A similar random-effect multilevel logistic regression approach was also used to more closely examine the association between patient demographic factors and specific reasons for non-recruitment (objective 3). In this analysis, for each reason in turn, we systematically compared the patients not recruited due to each reason to the patients not recruited for all other reasons combined (eg, non-recruitment due to late arrival, vs non-recruitment for all other reasons; see figure 3, analysis 2). ORs>1 indicate the increased likelihood of non-recruitment due to a specific reason and ORs<1 indicate the decreased likelihood of non-recruitment due to that reason.

All statistical analyses were performed using STATA-IC.

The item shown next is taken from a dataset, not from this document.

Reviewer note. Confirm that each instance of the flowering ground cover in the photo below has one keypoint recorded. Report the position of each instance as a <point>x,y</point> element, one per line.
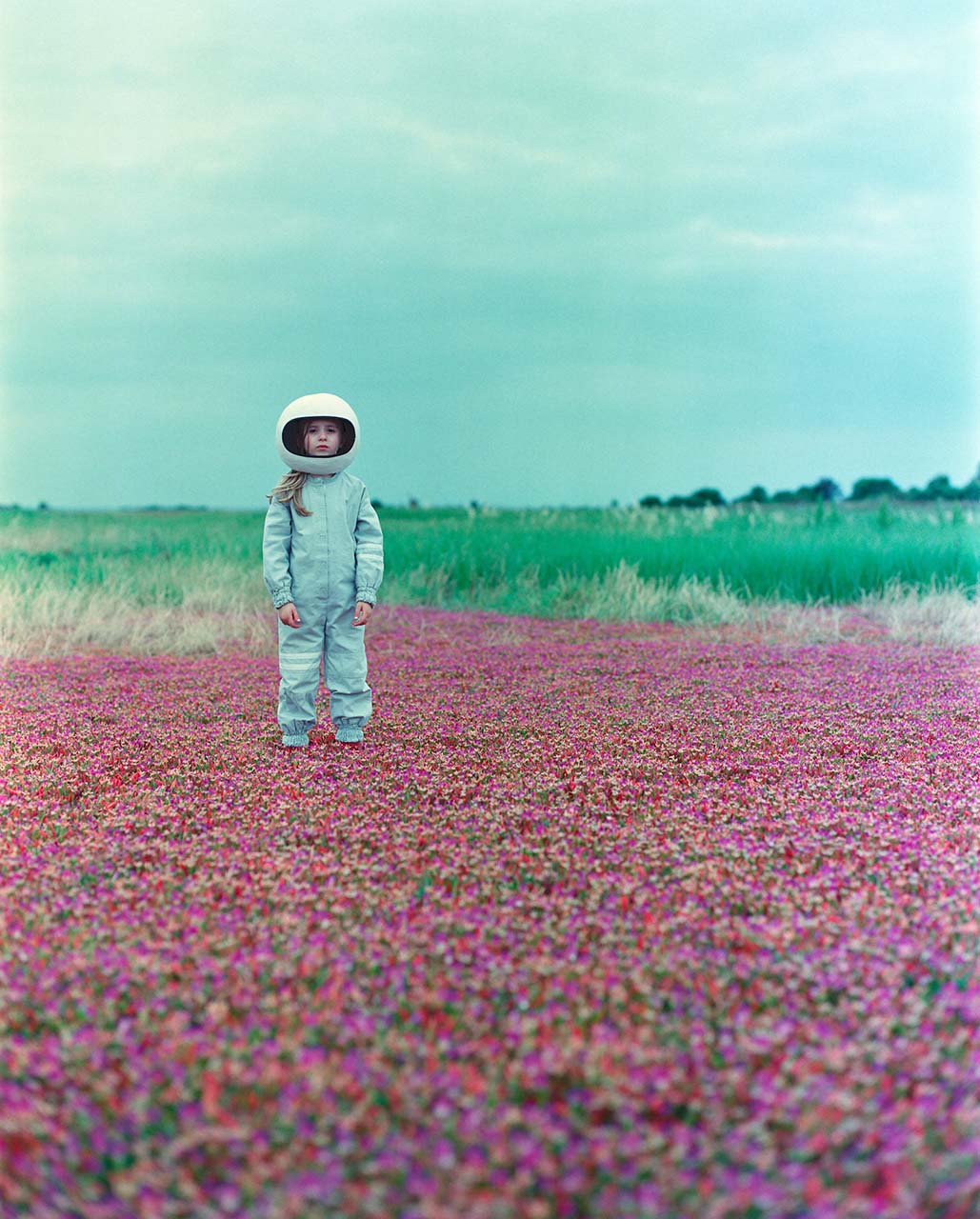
<point>600,921</point>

To achieve objective 4, we examined the heterogeneity in the individual reasons for non-recruitment between recruiting sites and countries, as well as the effect of the time on recruitment patterns. The between-centre and between-country heterogeneity was estimated using intraclass correlation coefficients (ICCs) generated by the respective random-effect logistic regression models. In this analysis, England, Scotland, Northern Ireland and Wales were treated as individual countries, resulting in eight countries included in the analysis. The possible values of ICC are between 0% and 100%. The ICC value indicates the proportion of the variance in the propensity of a specific outcome that can be attributed to sites or countries (eg, the proportion of the variance in the propensity of being non-recruited due to late arrival as opposed to other reasons that can be attributed to sites). In other words, higher values of the ICC signify larger between-site heterogeneity and lower values are indicative of the lower influence of site-specific or country-specific factors on recruitment patterns.

Results

Site characteristics

Of the 44 sites recruiting, most sites included were metropolitan (n=37), with 6 regional and 1 rural. The number of admissions per year ranged from 33 to 793. Ward size (number of beds open at the time of review) ranged from 8 to 77, with between 1 and 54 dedicated stroke beds. All sites had a geographically defined stroke unit, a coordinated multidisciplinary stroke team and access to a CT scanner, with 20 sites having onsite access to neurosurgery. Eleven sites were classified as a stand-alone stroke unit, whereas the majority of sites (n=33) had dedicated stroke beds within a larger neurology or mixed medical ward. One site described itself as following an intensive care model, 22 as acute stroke unit models and 21 as comprehensive stroke unit models. Patients were screened between July 2006 and December 2011.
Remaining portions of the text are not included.